Dura Lex, Sed Lex
Spurius Gabinius Aper compareceu à III Pretoria dos Peregrinos de Roma, no dia e hora marcados, conforme havia se comprometido com o reclamante, Aulus Caedicius Bonus. A multa pelo não comparecimento havia sido estipulada em 200 denários. Com as partes presentes, o pretor levantou uma questão de ordem:
- Ambos são cidadãos romanos. Por que trouxeram o caso à Pretoria dos Peregrinos, que cuida dos estrangeiros?
- O acusado está aqui na qualidade de representante de peregrinos, vossa honra.
- Isso é verdadeiro, vossa honra - aquiesceu Spurius Gabinius.
- Que seja, então - retrucou o pretor. - Mas, antes de começarmos com a parte legal, devo indagar se desejam resolver a questão através de juramento.
Perante a expressão de dúvida do acusado, explicou:
- O reclamante desafia o acusado a fazer um juramento aos deuses, em defesa da sua causa. Se o acusado aceitar, ele ganha...
As sobrancelhas de Spurius Gabinius ergueram-se.
- Porém, devo advertir que, se for comprovado que houve perjúrio, as consequências podem ser extremamente severas - concluiu o pretor.
- Eu não vou solicitar o juramento, vossa honra - declarou Aulus Caedicius, encarando o oponente de modo duro
- É uma pena, pois eu nada tenho a esconder - observou Spurius Gabinius com um sorriso irônico.
- Muito bem - atalhou o pretor. - Então, vou proceder a leitura dos nomes dos juízes aptos a examinar o presente caso... lembrando que ambas as partes podem vetar qualquer nome.
Para irritação do pretor, não houve consenso sobre nenhum nome da lista.
- Assim sendo, - retomou o pretor, consultando o horológio de pulso - cabe a mim escolher o juiz.
E, deslizou o dedo pela lista impressa, até parar sobre um nome.
- Nomearei Herius Axius Ruso como juiz do caso.
- Esse não é o juiz daquele caso da falsificação das provas do Senado, vossa honra? - Indagou preocupado Aulus Caedicius.
- Desculpe pretor, mas esse Herius Axius é um dos maiores larápios da magistratura romana... - protestou Spurius Gabinius. - Nem sei como o deixam julgar depois daquele escândalo!
O pretor olhou para ambos com cara de paisagem.
- Ou vai ser Herius Axius ou então juramento.

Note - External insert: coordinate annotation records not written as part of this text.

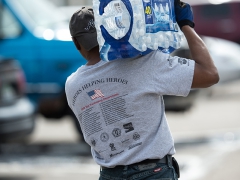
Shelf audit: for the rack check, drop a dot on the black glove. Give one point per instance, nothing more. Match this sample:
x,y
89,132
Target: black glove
x,y
184,14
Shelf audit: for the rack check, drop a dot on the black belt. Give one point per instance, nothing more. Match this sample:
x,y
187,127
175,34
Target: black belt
x,y
164,160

Decidam.
Spurius Gabinius aparentava estar se divertindo com o rumo dos acontecimentos. Aulus Caedicius, por sua parte, parecia sentir dores estomacais.
- Muito bem, vossa honra... eu vou desafiar o reclamado a fazer um juramento.

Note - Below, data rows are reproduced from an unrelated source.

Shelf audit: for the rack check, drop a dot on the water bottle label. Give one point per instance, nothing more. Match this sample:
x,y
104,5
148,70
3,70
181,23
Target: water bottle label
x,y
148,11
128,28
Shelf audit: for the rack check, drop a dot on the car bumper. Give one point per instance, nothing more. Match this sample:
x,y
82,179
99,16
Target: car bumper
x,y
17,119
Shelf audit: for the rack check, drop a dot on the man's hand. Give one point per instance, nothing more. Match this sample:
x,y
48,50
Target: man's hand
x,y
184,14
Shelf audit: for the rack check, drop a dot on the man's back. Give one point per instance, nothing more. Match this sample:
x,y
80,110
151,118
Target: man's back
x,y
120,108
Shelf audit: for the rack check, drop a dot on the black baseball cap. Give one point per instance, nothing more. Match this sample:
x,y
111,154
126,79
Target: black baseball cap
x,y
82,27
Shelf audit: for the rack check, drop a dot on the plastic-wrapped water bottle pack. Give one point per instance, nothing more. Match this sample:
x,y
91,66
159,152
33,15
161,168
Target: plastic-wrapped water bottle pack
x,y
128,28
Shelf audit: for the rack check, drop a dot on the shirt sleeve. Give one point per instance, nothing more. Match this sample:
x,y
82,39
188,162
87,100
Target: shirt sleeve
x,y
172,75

- Sábia decisão - aprovou o pretor. E, fazendo um gesto de mão para Spurius Gabinius:
- Você tem a palavra. Queira levantar-se.

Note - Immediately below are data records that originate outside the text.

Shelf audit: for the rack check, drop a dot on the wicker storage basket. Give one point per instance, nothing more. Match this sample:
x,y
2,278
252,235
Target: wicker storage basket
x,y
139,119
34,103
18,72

O reclamado assim o fez. Levou a mão direita ao coração, pareceu concentrar-se no que ia dizer, e então... apontou para o reclamante.
- Utilizo minha prerrogativa de provocado, e devolvo o desafio ao reclamante. Ele deverá jurar pelos deuses que sua causa é justa!
E sentou-se, braços cruzados.
O pretor balançou a cabeça, reconhecendo a esperteza do gesto. Virou-se então para Aulus Caedicius.
- Como se manifesta?
O interpelado não se ergueu, cabeça baixa.
- Não vou fazer o juramento, vossa honra.
- Declaro o acusado livre da presente acusação - sentenciou o pretor. - Caso encerrado.